Similar to the OCTs, the zwitterion transporters are believed to function through the alternating‐access transport mechanism as detailed in Section 2.2.3. Multiple transport mechanisms have been observed for the OCTN transporters, depending on substrate. The zwitterion transporters can function as uniporters, like OCT1‐3, translocating single substrates, or as cotransporters, transporting multiple substrates in the same direction (symport) or opposite directions (antiport) (Fig. 2.2b) [17]. OCTN1 transports the zwitterion ergothioneine via a sodium‐dependent symport uptake mechanism, but can transport other zwitterions (e.g., gabapentin) independent of sodium. OCTN1 can also act as a pH‐dependent proton/cation antiporter (e.g., TEA), or a bidirectional organic cation uniporter (e.g., acetylcholine).
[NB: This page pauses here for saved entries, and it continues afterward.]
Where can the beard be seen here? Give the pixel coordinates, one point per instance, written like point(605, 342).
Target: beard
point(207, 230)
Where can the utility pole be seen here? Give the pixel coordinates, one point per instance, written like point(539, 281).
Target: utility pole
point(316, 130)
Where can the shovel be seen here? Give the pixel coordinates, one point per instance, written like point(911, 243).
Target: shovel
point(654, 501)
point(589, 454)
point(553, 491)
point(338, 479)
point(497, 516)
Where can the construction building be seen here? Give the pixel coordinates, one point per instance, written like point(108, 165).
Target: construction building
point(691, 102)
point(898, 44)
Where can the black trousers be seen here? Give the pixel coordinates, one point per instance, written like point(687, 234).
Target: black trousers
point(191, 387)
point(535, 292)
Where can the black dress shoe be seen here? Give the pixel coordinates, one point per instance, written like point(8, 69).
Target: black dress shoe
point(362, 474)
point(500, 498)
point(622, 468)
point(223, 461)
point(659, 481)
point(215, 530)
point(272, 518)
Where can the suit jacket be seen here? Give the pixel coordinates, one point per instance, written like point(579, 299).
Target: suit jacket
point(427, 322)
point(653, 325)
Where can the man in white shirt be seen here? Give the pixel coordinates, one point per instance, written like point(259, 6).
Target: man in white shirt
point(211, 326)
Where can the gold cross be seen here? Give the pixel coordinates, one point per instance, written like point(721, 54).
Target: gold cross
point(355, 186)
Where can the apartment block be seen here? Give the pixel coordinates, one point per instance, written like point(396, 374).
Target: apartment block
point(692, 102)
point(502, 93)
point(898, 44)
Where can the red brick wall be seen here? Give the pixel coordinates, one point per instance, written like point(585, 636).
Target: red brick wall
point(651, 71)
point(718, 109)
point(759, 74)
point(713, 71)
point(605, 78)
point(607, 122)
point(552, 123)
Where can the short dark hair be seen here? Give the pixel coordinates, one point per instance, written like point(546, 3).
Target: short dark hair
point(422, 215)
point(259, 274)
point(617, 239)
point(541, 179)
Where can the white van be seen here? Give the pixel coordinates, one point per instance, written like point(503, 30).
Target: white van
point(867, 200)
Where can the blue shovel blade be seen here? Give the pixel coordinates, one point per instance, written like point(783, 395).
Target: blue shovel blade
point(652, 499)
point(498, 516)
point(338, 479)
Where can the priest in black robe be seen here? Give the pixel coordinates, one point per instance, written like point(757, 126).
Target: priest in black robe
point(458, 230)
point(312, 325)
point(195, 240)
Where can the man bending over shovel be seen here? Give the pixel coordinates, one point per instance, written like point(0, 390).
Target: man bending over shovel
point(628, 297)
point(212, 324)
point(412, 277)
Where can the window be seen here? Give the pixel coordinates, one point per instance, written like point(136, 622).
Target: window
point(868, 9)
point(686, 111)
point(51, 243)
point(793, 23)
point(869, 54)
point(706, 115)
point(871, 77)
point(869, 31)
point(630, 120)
OCTN2 acts as a secondary active sodium‐dependent cotransporter for carnitine, facilitating symport of sodium and carnitine at a 1:1 ratio [2]. OCTN2 transport of some cations, including TEA, is sodium‐independent, while other cations are transported via proton/cation antiport [2]. SLC22A15 transports zwitterions, notably ergothioneine, carnosine, and carnitine, and certain organic cations in a sodium‐dependent manner [79]. CT2 transport is very selective for L‐ and D‐carnitine, betaine, and TEA. Carnitine transport by CT2 is partially sodium‐dependent, with uptake reduced by 50% when sodium is replaced with lithium. Unlike SLC22A15, CT2 demonstrates pH‐dependent transport for carnitine.